Da quattro anni a questa parte, complice il fatto di lavorare come freelance e di non dover quindi incastrare ferie, turni di copertura dell’ufficio e compagnia bella, appena finisce l’asilo mi trasferisco baracca e burattine al mare dai miei, nella ridente cittadina che qui chiameremo Marina di Mai Più. Marina di Mai Più è un po’ il Bronx del litorale laziale, sulla reale balneabilità delle cui acque aleggia da più o meno trent’anni il più fitto mistero, nonché la località di villeggiatura con la maggiore concentrazione al mondo di pizzerie al taglio pro capite. È inoltre tappa ambitissima (da tutto esaurito) dei sensazionali tour estivi di vere e proprie perle della discografia italiana, da er Piotta a Valerio Scanu alla cover band dei Modà (ebbene sì: per quanto i più ritengano già assurda la sola esistenza dei Modà, il dato di fatto ancora più incredibile è che ne esista anche una band clone, con tanto di frontman col giubbotto di pelle anche ad agosto).

Le mie figlie impazziscono per i ritmi approssimativi, da immenso cortile di casermone popolare, dell’esistenza che conduciamo qui, per queste case del mare, con le porte sempre aperte, in cui sono tutti amici e ci si chiama a gran voce dai balconi ignorando la presenza dei citofoni. E vi dirò, questo luogo improbabile, dove i bambini sulla spiaggia pescano usando come esca brandelli di prosciutto cotto (ve l’accennavo prima la questione della balneabilità, no? Poveri animali, bisogna capirli, è il principio dell’adattamento) è caro anche e soprattutto a me, perché ci sono cresciuta e ogni volta che ci rimetto piede mi tornano alla mente ricordi meravigliosi, vividissimi, belli come solo i ricordi di bambino sanno essere.

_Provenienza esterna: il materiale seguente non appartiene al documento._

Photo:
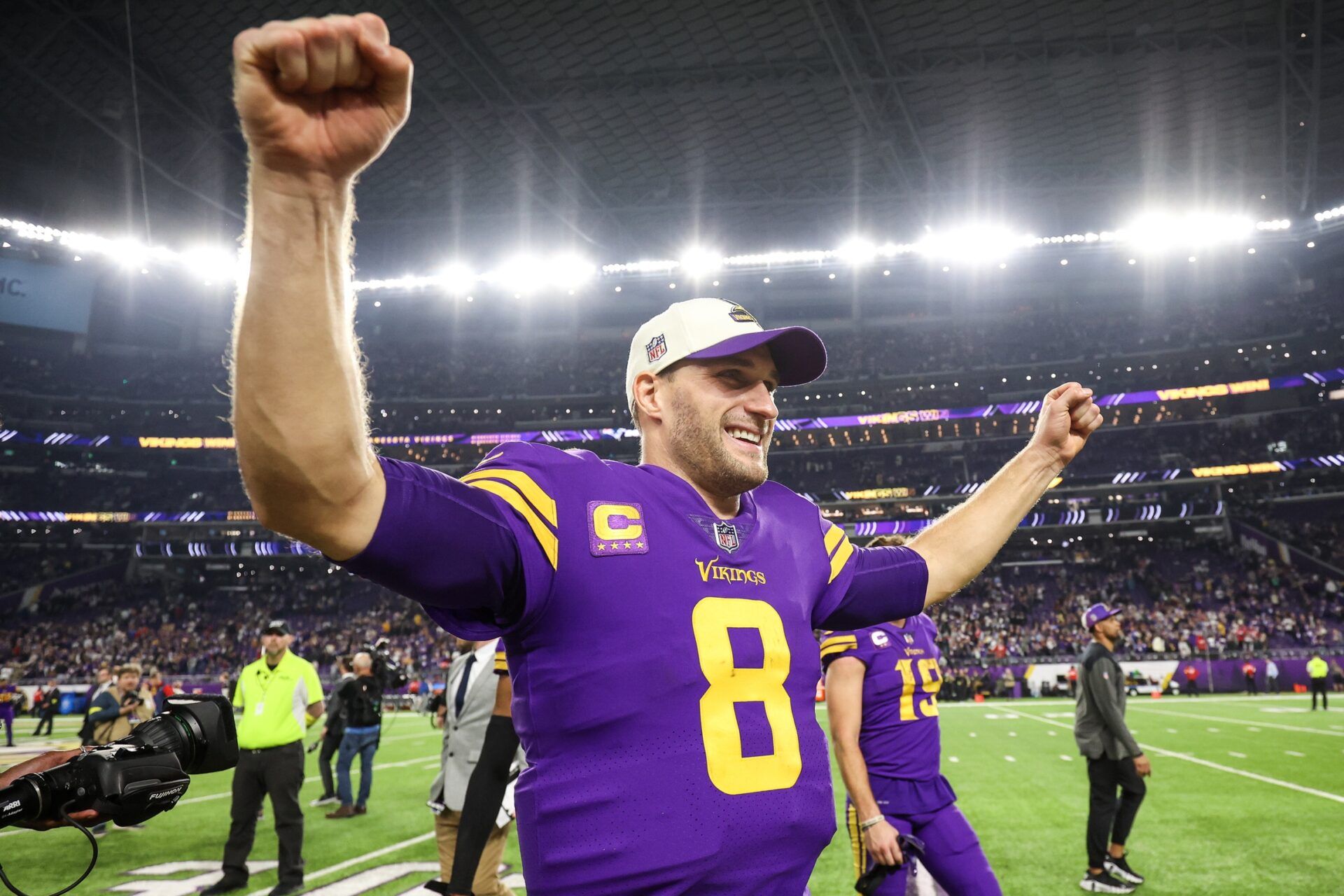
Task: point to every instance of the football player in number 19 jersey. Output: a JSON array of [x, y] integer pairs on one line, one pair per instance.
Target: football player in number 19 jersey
[[882, 695]]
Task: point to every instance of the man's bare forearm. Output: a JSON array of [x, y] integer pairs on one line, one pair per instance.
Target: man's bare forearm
[[964, 542], [299, 407]]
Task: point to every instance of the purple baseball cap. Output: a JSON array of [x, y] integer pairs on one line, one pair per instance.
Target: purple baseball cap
[[1096, 613]]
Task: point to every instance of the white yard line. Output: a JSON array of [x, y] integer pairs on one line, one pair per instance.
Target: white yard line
[[227, 793], [1266, 780], [332, 869], [1253, 726]]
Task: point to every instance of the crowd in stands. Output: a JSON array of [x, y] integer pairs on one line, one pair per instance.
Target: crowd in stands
[[958, 363], [1212, 598], [209, 628], [148, 481], [1206, 598]]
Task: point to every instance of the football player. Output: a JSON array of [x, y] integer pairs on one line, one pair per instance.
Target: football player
[[682, 754], [882, 697]]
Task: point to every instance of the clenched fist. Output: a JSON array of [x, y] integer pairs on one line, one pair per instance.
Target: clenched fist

Da quattro anni a questa parte, sempre perché sono una freelance, il caso vuole che l’estate, oltre che la stagione dell’amarcord, sia anche in proporzione il periodo dell’anno in cui lavoro di più. Un po’ dipende dai soliti fattori “strutturali” del lavoro in proprio che tutti citano (necessità di coltivare il proprio parco clienti, bisogno di monetizzare in vista dei periodi di magra perché non puoi contare su un’entrata fissa mensile sempre identica a se stessa e così via), un po’ in fin dei conti forse anche dalla mia specializzazione: come sapete, io traduco prevalentemente testi giornalistici e accademici di politica internazionale, e ora non saprei dirvi esattamente il perché ma avete presente quel luogo comune per cui si dice che col caldo la gente dà fuori di testa e aumentano i casi di cronaca nera? Ecco, nelle relazioni internazionali funziona più o meno allo stesso modo. Così, giusto per farvi qualche esempio, nell’estate 2012 la Siria – già dilaniata da oltre un anno da un violento conflitto civile che ha fatto parlare molti addirittura di genocidio – è arrivata a un passo dalla guerra con la Turchia; nell’estate del 2013 c’è stato il golpe militare in Egitto con la cacciata del presidente Morsi e la conseguente caccia alle streghe ai danni dei Fratelli Musulmani; l’anno scorso sicuramente ricorderete i bombardamenti pressoché quotidiani che hanno accompagnato il riacutizzarsi delle tensioni tra Hamas e Israele in quel terribile e interminabile luglio di morte; quest’anno vabbè, vi dico una parola sola, anzi due: “Grecia” da una parte e “migranti” dall’altra.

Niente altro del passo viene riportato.